To provide a convenient, efficient, accurate and reproducible assay of LOX activity from wheat germ (WG), an improved method to characterize crude lipoxygenase extracted from wheat germ was established.


First the stability of substrate at different pH values was studied. Then a transparent substrate solution was obtained by mixed solution of ‘absolute ethanol – linoleic acid – Tween 20′. When determining LOX activity, we took substrate solution mixed with completely inactivated enzyme solution as the blank, which effectively eliminated the assay error and the complicated purifying process. Detection wavelength was 234 nm at 25 °C. In order to study the enzyme characteristics of crude LOX from WG, we used this modified method to determine the optimum pH and temperature of LOX. The kinetic parameters including Michaelis constant (Km) and the maximum rate (Vmax) were determined as well.

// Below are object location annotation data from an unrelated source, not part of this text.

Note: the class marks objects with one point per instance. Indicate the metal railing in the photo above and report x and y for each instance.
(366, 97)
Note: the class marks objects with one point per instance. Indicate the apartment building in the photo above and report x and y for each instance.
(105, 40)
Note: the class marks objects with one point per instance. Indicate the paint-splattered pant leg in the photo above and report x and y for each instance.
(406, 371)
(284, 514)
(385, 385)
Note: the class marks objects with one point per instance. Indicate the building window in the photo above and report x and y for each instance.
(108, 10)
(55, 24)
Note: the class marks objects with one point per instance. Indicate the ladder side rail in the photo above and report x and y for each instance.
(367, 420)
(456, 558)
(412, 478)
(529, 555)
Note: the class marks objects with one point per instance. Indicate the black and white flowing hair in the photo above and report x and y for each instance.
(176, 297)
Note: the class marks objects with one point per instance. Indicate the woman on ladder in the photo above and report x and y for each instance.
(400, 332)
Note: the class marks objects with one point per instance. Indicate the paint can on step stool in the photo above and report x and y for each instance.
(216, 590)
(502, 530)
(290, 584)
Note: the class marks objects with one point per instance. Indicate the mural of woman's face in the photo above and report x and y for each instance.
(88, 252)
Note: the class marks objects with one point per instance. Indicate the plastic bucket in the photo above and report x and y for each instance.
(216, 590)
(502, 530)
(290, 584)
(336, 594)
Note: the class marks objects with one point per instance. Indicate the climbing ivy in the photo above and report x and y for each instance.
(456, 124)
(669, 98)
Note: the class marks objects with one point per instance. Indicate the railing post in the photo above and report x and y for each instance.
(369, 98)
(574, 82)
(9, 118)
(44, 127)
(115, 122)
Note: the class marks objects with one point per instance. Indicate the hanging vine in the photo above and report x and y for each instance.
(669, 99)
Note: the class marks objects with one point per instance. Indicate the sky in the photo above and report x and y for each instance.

The optimum conditions of assaying LOX activity of WG were: a mixed solution of 2.0 mL 0.1 M phosphate buffered solution (pH = 6.5); 200 μL substrate solution [the concentration of linoleic acid and Tween 20 are 1.25–2.53 mM and 0.08–0.12% (w/v)]; and the temperature of 25 °C. When LOX activity was determined at the optimum condition, Km value and Vmax of the crude LOX extract were 2.64 mM and 256.41 unit per mg protein per min, respectively.


The method is convenient, efficient, accurate and reproducible for the determination of LOX activity in WG.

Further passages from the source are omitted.